README.md

SparkFlow

This is an implementation of Tensorflow on Spark. The goal of this library is to provide a simple, understandable interface in using Tensorflow on Spark. With SparkFlow, you can easily integrate your deep learning model with a ML Spark Pipeline. Underneath, SparkFlow uses a parameter server to train the Tensorflow network in a distributed manor. Through the api, the user can specify the style of training, whether that is Hogwild or async with locking.

Why should I use this?

While there are other libraries that use Tensorflow on Apache Spark, Sparkflow's objective is to work seemlessly with ML Pipelines, provide a simple interface for training Tensorflow graphs, and give basic abstractions for faster development. For training, Sparkflow uses a parameter server which lives on the driver and allows for asynchronous training. This tool provides faster training time when using big data.

Installation

Install sparkflow via pip: pip install sparkflow

SparkFlow requires Apache Spark >= 2.0, flask, and Tensorflow to all be installed.

Example

Simple MNIST Deep Learning Example

from sparkflow.graph_utils import build_graph
from sparkflow.tensorflow_async import SparkAsyncDL
import tensorflow as tf
from pyspark.ml.feature import VectorAssembler, OneHotEncoder
from pyspark.ml.pipeline import Pipeline
    
#simple tensorflow network
def small_model():
    x = tf.placeholder(tf.float32, shape=[None, 784], name='x')
    y = tf.placeholder(tf.float32, shape=[None, 10], name='y')
    layer1 = tf.layers.dense(x, 256, activation=tf.nn.relu)
    layer2 = tf.layers.dense(layer1, 256, activation=tf.nn.relu)
    out = tf.layers.dense(layer2, 10)
    z = tf.argmax(out, 1, name='out')
    loss = tf.losses.softmax_cross_entropy(y, out)
    return loss
    
df = spark.read.option("inferSchema", "true").csv('mnist_train.csv')
mg = build_graph(small_model)
#Assemble and one hot encode
va = VectorAssembler(inputCols=df.columns[1:785], outputCol='features')
encoded = OneHotEncoder(inputCol='_c0', outputCol='labels', dropLast=False)

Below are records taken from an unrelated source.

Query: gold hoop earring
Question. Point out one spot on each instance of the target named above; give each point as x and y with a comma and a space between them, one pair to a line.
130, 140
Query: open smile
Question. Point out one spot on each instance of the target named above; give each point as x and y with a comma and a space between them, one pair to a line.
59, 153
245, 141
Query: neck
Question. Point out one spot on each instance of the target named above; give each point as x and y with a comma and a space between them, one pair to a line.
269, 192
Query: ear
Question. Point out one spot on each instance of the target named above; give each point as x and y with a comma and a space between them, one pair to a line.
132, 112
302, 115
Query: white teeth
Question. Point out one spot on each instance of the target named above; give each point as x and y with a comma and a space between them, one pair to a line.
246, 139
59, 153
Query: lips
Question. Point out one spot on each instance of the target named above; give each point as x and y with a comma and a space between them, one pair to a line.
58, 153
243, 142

spark_model = SparkAsyncDL(
    inputCol='features',
    tensorflowGraph=mg,
    tfInput='x:0',
    tfLabel='y:0',
    tfOutput='out:0',
    tfLearningRate=.001,
    iters=1,
    predictionCol='predicted',
    labelCol='labels',
    verbose=1
)

p = Pipeline(stages=[va, encoded, spark_model]).fit(df)
p.write().overwrite().save("location")

For a couple more, visit the examples directory. More examples will be coming up soon.

Documentation

Saving and Loading Pipelines

Since saving and loading custom ML Transformers in pure python has not been implemented in PySpark, an extension has been added here to make that possible. In order to save a Pyspark Pipeline with Apache Spark, one will need to use the overwrite function:

p = Pipeline(stages=[va, encoded, spark_model]).fit(df)
p.write().overwrite().save("location")

For loading, a Pipeline wrapper has been provided in the pipeline_utils file. An example is below:

from sparkflow.pipeline_util import PysparkPipelineWrapper
from pyspark.ml.pipeline import PipelineModel

p = PysparkPipelineWrapper.unwrap(PipelineModel.load('location'))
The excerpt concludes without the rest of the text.